Sweet x Sweet

[17]

 自分が感じた『嫌な予感』が、頭から離れなかった。
 せっかくの正月休みだというのに何もする気が起きず、コタツに入って横になったまま啓太郎は天井を見上げていた。
 裕貴と別れたのは、ほんの数時間前だ。どこの温泉に出かけたのかは知らないが、もうすぐ日が暮れようとしているので、観光したにしても、そろそろ旅館かホテルに入る頃だろう。
 もしかして事故にでも遭ったのではないか――。
 普段、自分の直感など信じない啓太郎だが、裕貴が関わっているのかと思うと、最悪の事態ばかり想像してしまう。
 つけっぱなしにしてあるテレビから、にぎやかな声が流れてきた。気を紛らわせるつもりでつけているのだが、かえって気が散る。
 片手を伸ばしてテーブルの上に置いたリモコンを取ろうとしたとき、突然、携帯電話が鳴り始める。慌てて体を起こした啓太郎は、勢いよく携帯電話を取り上げた。表示を見ると、裕貴の携帯電話からだった。
「裕貴かっ?」
 必死の声で問いかけると、拍子抜けするような柔らかな笑い声が電話の向こうから聞こえてくる。
『何、啓太郎、必死な声出して。あっ、おれがいなくなって寂しかったんだろ』
 からかうような裕貴の言葉を聞き、一拍置いてから啓太郎は肩から力を抜いた。自分の心配が杞憂で済んだと確信できたのだ。
 ほっとした次の瞬間には、笑みが洩れる。いくぶん抑え気味の声で裕貴に問いかけた。
「宿泊先に着いたのか?」
『うん、とっくに。きれいな旅館だよ。父さんが知り合いに頼んで、無理やり取ってくれたところらしいけど。ご飯も美味しかった』
「……そりゃ、よかった」
 気楽そうな裕貴の言葉を聞くと、この数時間の自分の心配はなんだったのだろうかと思えてくる。

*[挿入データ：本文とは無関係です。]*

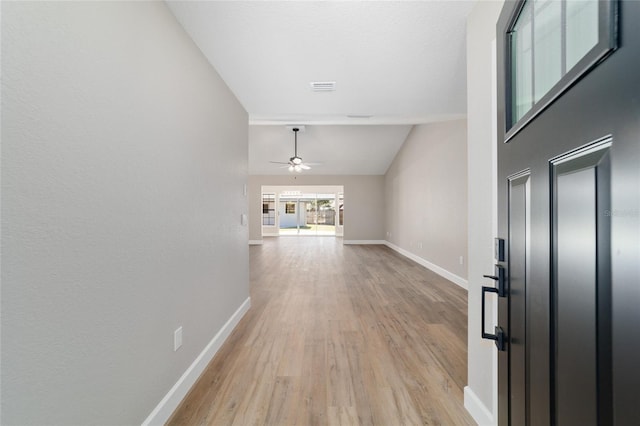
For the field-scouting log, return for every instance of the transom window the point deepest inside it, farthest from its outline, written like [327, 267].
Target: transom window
[551, 44]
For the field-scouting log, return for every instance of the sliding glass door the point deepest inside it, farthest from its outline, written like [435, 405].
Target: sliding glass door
[307, 214]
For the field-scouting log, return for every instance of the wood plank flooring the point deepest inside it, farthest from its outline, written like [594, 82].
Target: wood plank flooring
[338, 335]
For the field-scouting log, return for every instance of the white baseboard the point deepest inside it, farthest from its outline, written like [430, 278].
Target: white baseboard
[380, 242]
[477, 409]
[163, 411]
[435, 268]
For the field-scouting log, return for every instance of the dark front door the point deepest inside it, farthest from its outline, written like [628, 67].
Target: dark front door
[569, 212]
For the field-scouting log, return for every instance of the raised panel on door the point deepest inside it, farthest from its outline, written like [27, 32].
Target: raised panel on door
[519, 236]
[582, 285]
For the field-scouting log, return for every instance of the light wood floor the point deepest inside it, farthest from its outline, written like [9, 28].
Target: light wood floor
[338, 335]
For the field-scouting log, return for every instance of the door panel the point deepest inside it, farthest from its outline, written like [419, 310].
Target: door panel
[519, 233]
[582, 284]
[579, 317]
[576, 298]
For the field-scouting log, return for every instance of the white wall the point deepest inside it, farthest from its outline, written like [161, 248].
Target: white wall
[426, 196]
[481, 31]
[363, 200]
[123, 162]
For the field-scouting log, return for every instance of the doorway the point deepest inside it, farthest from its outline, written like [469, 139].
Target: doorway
[566, 255]
[303, 211]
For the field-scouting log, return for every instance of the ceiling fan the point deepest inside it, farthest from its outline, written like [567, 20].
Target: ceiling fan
[295, 163]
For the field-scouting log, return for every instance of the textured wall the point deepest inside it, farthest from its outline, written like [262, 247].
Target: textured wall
[363, 200]
[123, 161]
[426, 195]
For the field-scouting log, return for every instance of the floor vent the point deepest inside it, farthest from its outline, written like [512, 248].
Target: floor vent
[323, 86]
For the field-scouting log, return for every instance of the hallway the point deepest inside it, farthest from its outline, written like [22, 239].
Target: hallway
[338, 335]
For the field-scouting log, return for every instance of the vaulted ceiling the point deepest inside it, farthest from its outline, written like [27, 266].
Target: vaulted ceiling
[394, 64]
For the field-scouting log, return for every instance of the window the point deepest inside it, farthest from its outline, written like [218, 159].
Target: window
[290, 208]
[551, 44]
[269, 209]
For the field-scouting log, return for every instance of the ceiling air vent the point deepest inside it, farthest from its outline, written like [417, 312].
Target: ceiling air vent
[323, 86]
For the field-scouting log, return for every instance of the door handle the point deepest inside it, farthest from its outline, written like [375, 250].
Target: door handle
[501, 280]
[499, 336]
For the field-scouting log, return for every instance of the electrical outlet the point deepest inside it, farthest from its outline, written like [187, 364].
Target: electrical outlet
[177, 338]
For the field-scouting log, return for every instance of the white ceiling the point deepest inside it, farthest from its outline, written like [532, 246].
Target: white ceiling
[399, 62]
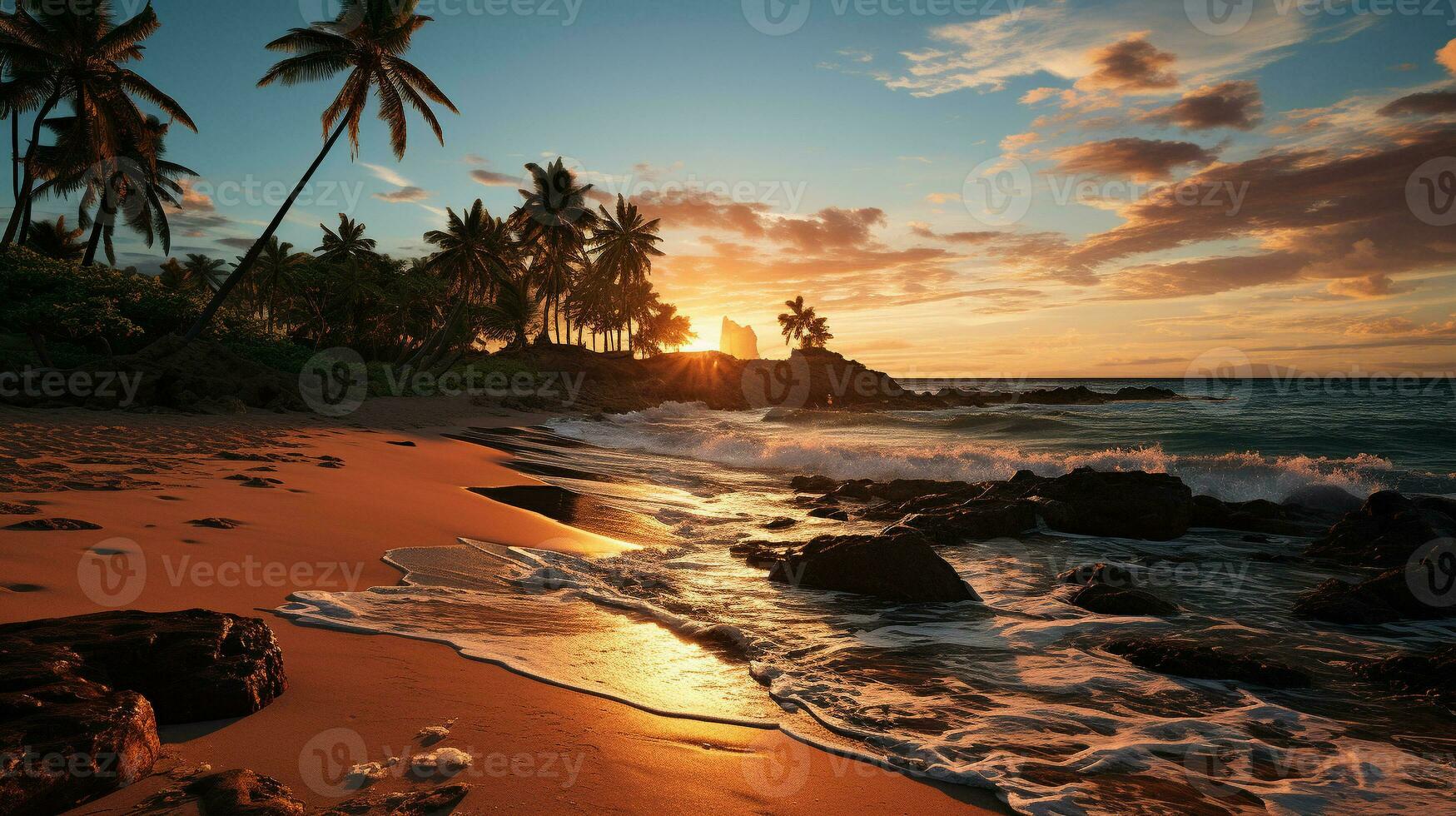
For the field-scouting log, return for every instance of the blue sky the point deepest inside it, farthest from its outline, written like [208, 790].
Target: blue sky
[852, 143]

 俺の直感はあてにならないと、啓太郎は苦笑しながら髪に指を差し込む。
「それで、お前の親父さんや、博人さんは?」
『二人とも、大浴場に行った』
「で、お前は?」
『嫌だよ。知らない人たちと一緒に風呂に入るなんて』
 いかにも裕貴らしい意見で、妙に啓太郎は納得してしまう。引きこもりを旅行に連れ出したところで、過ごし方はあまり変わらないらしい。
 しかし、裕貴がみんなと風呂に入らない事情は、そう単純ではなかった。
『啓太郎、おれが引きこもりだから、大浴場に入れないと思っていかもしれないけど――それもあるけど』
「あるんじゃねーか」
『違うっ。啓太郎のせいだよ』
「俺?」
 八つ当たりかと思ったが、そうではなかった。照れたような声で裕貴がぼそぼそと話す。

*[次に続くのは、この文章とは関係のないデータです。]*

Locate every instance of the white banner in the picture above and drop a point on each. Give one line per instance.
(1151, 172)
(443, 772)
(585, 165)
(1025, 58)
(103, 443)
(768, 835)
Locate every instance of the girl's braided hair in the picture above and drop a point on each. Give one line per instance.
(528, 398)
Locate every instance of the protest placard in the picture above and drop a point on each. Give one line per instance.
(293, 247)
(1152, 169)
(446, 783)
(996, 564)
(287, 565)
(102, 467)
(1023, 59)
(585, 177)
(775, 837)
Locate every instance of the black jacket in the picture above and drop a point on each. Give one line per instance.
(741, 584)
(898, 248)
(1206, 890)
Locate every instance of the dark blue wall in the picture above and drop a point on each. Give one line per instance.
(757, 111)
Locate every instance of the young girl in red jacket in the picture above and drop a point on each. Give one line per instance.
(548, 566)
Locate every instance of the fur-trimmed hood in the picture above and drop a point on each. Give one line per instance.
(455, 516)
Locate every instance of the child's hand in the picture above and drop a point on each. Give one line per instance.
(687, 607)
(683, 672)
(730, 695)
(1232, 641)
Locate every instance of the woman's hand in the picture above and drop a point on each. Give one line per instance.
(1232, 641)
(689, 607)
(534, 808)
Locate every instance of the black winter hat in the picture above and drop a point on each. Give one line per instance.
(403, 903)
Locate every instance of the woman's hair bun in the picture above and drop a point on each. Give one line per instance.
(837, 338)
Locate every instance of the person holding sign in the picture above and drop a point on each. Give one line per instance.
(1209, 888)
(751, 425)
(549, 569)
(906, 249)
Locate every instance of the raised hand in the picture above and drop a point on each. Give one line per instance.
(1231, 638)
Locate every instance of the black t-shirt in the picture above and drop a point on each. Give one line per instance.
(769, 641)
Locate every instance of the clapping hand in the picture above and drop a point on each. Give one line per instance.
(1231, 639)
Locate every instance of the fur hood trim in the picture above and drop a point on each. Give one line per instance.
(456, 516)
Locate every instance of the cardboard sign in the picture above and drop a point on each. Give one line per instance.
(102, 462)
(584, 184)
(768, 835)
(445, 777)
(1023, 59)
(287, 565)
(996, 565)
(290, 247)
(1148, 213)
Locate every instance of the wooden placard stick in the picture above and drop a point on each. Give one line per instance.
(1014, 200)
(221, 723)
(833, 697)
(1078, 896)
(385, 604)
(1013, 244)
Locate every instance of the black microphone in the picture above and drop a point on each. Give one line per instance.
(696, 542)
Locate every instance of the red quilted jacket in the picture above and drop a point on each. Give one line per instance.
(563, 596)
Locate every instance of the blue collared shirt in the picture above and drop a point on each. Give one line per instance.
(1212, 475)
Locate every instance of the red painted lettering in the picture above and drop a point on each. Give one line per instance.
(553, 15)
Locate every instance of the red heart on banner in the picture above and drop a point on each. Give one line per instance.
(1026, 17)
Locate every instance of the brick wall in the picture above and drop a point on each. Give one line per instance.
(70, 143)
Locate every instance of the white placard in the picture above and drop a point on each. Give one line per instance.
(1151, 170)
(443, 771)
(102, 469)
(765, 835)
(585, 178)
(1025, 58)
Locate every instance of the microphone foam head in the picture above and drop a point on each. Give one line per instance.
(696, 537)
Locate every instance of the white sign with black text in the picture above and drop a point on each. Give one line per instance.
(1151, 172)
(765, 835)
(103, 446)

『……こんなことになるなんて思わなかったから、気をつけてなかったんだけど……、体中についてるんだ』
 そこまで言われてわからないほど、啓太郎は鈍くない。あー、と声を洩らしてから、それ以上の言葉が出てこず、沈黙だけが二人の間を行き来する。
 昨日は、ここぞとばかりに裕貴と甘い時間を堪能し、ほとんど体を離すことはなかった。啓太郎は欲望と衝動のままに裕貴の体を貪っていたのだが、このとき、日焼けとは無縁の白い肌に、思うさま痕跡を残してしまった。
「そりゃ……、悪かったな」
 やっと出た啓太郎の言葉に、電話の向こうで裕貴の息遣いが笑う。耳をくすぐられたようで、啓太郎はゾクリとするような胸の疼きを感じた。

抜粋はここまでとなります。